二少家的咩

一个无趣至极的人

 

【米妙+卡妙生日贺】21天

本来想写现代向结果开了个头就发现完全写不下去= =

依然是一个不知道什么时空中的圣域

漫画人设。红发妙金发米。

 

我迟到了我有罪QAQ

穆告诉米罗,一个习惯的养成周期是21天。

 

拿到圣衣之后自我有那么一点点膨胀,但是好歹还维持在可接受范围内至少不会因为太得瑟被老大暴捶。处于青春期无论是时间还是精力都多得无处发泄的米罗每天没事干就摸鱼,无论是真的摸鱼还是其他意义上的摸鱼。等到一天接近结束躺到床上之后能然发现,当想要回忆一下今天干了些啥的时候竟然找不到什么可以拿来反刍的东西。

后来米罗一路跑到白羊宫去问穆,彼时还没跑到天寒地冻的高原隐居的穆抱着修理圣衣的工具看着一头乱毛的天蝎座,说你给自己培养个习惯,就不会觉得无聊了。

第二天米罗起了个大早用来给自己准备足够的时间去思考自己能够拿什么来当个习惯。后来一直到修罗发群消息通知开饭了都没想好。米罗迷瞪着眼睛到摩羯宫随便找了个位子坐下等吃,脑子里净是一片混沌外加隐约意识到自己浪费了一个早上所带来的危机感,以至于坐下以后连身后几乎可以实体化的寒气都没有感觉到。

身后那只手搭到肩膀上两秒后米罗才后知后觉地跳起来然后用一种旁人看了会担心他会因此扭到脖子的速度回头,堪堪擦过脸颊的红色发丝让米罗心脏狂跳了两下,脑子总算清醒了之后对上的是一双没什么毫无生机的红色双瞳。骨架尚未展开,在一堆疑似发育过快的青少年中看上去有些消瘦。米罗一边观察他一边问他有何贵干。屁股倒是没有挪窝,所以反倒比站在眼前的人更有种居高临下的感觉。

“这是我的位置。”声音都能搓出满地的冰渣子,米罗眉毛都没抖一下立刻歪着脑袋找茬:“我还不知道这还有固定座位一说,难道不应该是先来后到的吗?”
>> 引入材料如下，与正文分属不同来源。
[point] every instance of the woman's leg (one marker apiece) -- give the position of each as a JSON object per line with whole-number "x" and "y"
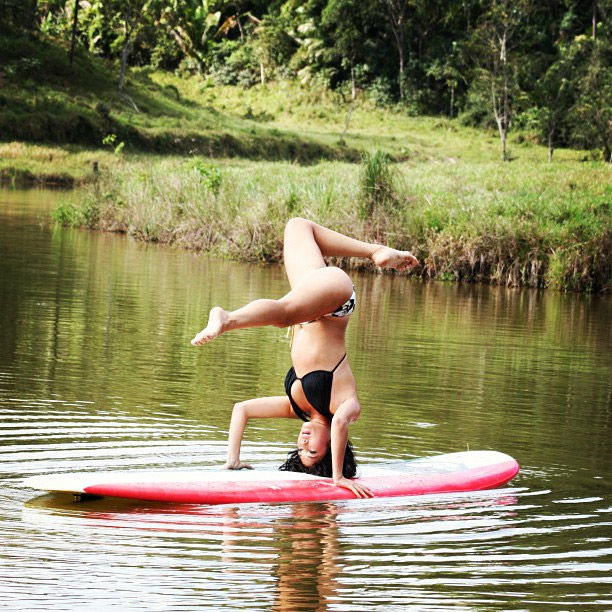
{"x": 315, "y": 289}
{"x": 320, "y": 291}
{"x": 306, "y": 243}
没有得到回复,但是对方明显蹙紧了眉头,然后掉了个头走到刚刚落座的阿布罗狄身边,询问是否可以坐在他旁边。

“哎呀真是稀奇,你怎么想到要换位置啊?”阿布罗狄将手中绽放一半的玫瑰递给来者,眼神一转看到了鸠占鹊巢的米罗,又看了看已经落座的卡妙,耸耸肩一言不发。卡妙坐在双鱼座战士的身边收敛着存在感。双手捏着玫瑰的花枝,低下头轻轻嗅了嗅,滑落的发丝和饱满轻盈的花瓣一时间有些不分彼此,米罗捏着叉子心想,倒是个很好看的人。

今天轮到米罗留下来帮修罗善后,他端着一大摞盘子走到水池边上撸起袖子,打开水龙头往水柱下面挤压出洗涤剂,瞬间就激出了一池子的泡泡。

“修罗我问你啊”,米罗关掉水龙头擦洗餐盘,“今天那个冷的可以把人冻死的是谁啊?”明明眼睛头发都是火焰的颜色,到底是怎样的人能把暖色系生生弄成这种效果。

“啊?”修罗切土豆切得好好的一听差点把手剁了,“我的小祖宗啊,那天受礼的时候你不是在场吗这么久了人都没认全?”

米罗瘪瘪嘴,他认为除了邻居有必要认识一下之外其他的基本上没有结交的必要,但是前面童虎老爷子已经在五老峰坐了几百年估计也懒得挪窝,后面射手宫的艾俄罗斯被史昂当下一任教皇培养恨不得直接住在教皇厅,唯一能够让他记住的也只有修罗大厨了。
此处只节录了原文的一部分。